Continuum Analytics and Cloudera have partnered to create an Anaconda parcel for CDH to enable simple distribution, installation, and management of popular Python packages and their dependencies. Note that this parcel is not directly supported by Cloudera.

Docker and Kubernetes Support

Cloudera Data Science Workbench only supports the versions of Docker and Kubernetes that are shipped with each release. Upgrading Docker or Kubernetes, or running on third-party Kubernetes clusters is not supported.

Supported Browsers

  • Chrome (latest stable version)
  • Firefox (latest released version and latest ESR version)
  • Safari 9+

Cloudera Altus Director Support (AWS and Azure Only)

Altus Director support for Cloudera Data Science Workbench is available for the following platforms:
  • Amazon Web Services (AWS) - Cloudera Altus Director 2.6.0 (and higher)

    Microsoft Azure - Cloudera Altus Director 2.7 (and higher)

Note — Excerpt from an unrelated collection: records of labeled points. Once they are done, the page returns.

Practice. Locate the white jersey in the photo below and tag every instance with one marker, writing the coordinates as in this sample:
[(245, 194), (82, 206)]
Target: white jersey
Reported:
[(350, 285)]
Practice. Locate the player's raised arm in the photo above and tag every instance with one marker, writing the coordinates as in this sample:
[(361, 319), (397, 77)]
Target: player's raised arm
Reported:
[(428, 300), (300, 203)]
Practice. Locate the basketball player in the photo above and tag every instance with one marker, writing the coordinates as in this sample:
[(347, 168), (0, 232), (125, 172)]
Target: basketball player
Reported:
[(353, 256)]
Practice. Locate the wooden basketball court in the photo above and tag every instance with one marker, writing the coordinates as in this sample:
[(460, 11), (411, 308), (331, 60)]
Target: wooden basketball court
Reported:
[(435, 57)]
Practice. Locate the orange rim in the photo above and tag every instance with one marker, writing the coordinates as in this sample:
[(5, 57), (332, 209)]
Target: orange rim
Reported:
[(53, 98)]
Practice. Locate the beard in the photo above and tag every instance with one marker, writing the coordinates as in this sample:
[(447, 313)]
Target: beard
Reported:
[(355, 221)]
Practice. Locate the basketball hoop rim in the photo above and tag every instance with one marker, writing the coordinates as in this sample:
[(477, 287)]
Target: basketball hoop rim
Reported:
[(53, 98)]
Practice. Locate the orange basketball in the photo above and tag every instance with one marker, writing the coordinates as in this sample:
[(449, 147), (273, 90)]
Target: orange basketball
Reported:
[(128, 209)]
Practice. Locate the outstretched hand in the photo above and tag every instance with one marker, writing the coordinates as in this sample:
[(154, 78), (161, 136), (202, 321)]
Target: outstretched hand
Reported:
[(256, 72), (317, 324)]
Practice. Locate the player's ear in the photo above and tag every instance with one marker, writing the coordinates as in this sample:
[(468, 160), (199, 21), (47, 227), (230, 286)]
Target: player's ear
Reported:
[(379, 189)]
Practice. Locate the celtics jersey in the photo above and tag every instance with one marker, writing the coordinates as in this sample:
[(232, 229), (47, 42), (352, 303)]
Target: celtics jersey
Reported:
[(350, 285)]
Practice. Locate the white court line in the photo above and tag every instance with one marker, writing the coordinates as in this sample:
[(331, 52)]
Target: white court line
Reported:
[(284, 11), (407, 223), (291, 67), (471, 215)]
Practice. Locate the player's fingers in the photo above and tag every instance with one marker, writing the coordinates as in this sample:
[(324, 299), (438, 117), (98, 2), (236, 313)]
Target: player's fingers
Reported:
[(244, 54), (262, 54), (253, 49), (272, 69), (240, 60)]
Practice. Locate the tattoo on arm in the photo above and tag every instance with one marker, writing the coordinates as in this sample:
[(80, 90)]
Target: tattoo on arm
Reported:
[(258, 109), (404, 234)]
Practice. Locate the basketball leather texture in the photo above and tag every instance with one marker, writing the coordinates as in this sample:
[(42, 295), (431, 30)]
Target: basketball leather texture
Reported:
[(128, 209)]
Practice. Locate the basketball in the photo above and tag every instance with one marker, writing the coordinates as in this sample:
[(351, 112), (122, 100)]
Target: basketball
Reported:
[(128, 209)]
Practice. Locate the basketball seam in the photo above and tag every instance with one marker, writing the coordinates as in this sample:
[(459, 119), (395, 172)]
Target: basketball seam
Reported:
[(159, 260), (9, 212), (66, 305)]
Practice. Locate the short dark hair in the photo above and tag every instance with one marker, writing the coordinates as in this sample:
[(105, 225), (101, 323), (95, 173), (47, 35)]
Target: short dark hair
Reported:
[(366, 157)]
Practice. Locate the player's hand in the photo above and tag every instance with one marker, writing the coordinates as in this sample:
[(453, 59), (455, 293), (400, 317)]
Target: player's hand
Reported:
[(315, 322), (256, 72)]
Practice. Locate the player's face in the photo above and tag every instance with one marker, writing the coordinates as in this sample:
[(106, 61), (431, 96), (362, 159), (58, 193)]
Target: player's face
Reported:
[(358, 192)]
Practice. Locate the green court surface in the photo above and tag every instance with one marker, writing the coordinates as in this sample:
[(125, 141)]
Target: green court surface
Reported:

  • Cloudera Manager 5.13.1 (and higher)
  • CSD-based Cloudera Data Science Workbench 1.2.x (and higher)

Deploying Cloudera Data Science Workbench with Altus Director

Points to note when using Altus Director to install Cloudera Data Science Workbench:
  • (Required for Director 2.6) Before you run the command to bootstrap a new cluster, set the lp.normalization.mountAllUnmountedDisksRequired property to false in the Altus Director server's application.properties file, and then restart Altus Director.

    Higher versions of Altus Director do not require this step. Altus Director 2.7 (and higher) include an instance-level setting called mountAllUnmountedDisks that must be set to false as demonstrated in the following sample configuration files.

  • Depending on your cloud platform, you can use one of the following sample configuration files to deploy a Cloudera Manager cluster with Cloudera Data Science Workbench.

    Note that these sample files are tailored to Altus Director 2.7 (and higher) and they install a very limited CDH cluster with just the following services: HDFS, YARN, and Spark 2. You can extend them as needed to match your use case.

Recommended Configuration on Amazon Web Services (AWS)

On AWS, Cloudera Data Science Workbench must be used with persistent/long-running Apache Hadoop clusters only.

CDH and Cloudera Manager Hosts
Cloudera Data Science Workbench Hosts
  • Operations
    • Use Cloudera Director to orchestrate operations. Use Cloudera Manager to monitor the cluster.
  • Networking
    • No security group or network restrictions between hosts.
    • HTTP connectivity to the corporate network for browser access. Do not use proxies or manual SSH tunnels.
  • Recommended Instance Types
    • m4.4xlarge–m4.16xlarge

      In this case, bigger is better. That is, one m4.16large is better than four m4.4xlarge hosts. AWS pricing scales linearly, and larger instances have more EBS bandwidth.

  • Storage
    • 100 GB root volume block device (gp2) on all hosts
    • 500 GB Docker block devices (gp2) on all hosts
    • 1 TB Application block device (io1) on master host

Recommended Configuration on Microsoft Azure

CDH and Cloudera Manager Hosts
Cloudera Data Science Workbench Hosts
  • Operations
    • Use Cloudera Director to orchestrate operations. Use Cloudera Manager to monitor the cluster.
  • Networking
    • No security group or network restrictions between hosts.
    • HTTP connectivity to the corporate network for browser access. Do not use proxies or manual SSH tunnels.
  • Recommended Instance Types
    • DS13-DS14 v2 instances on all hosts.
  • Storage
    • P30 premium storage for the Application and Docker block devices.

      Cloudera Data Science Workbench requires premium disks for its block devices on Azure. Standard disks can lead to unacceptable performance even on small clusters.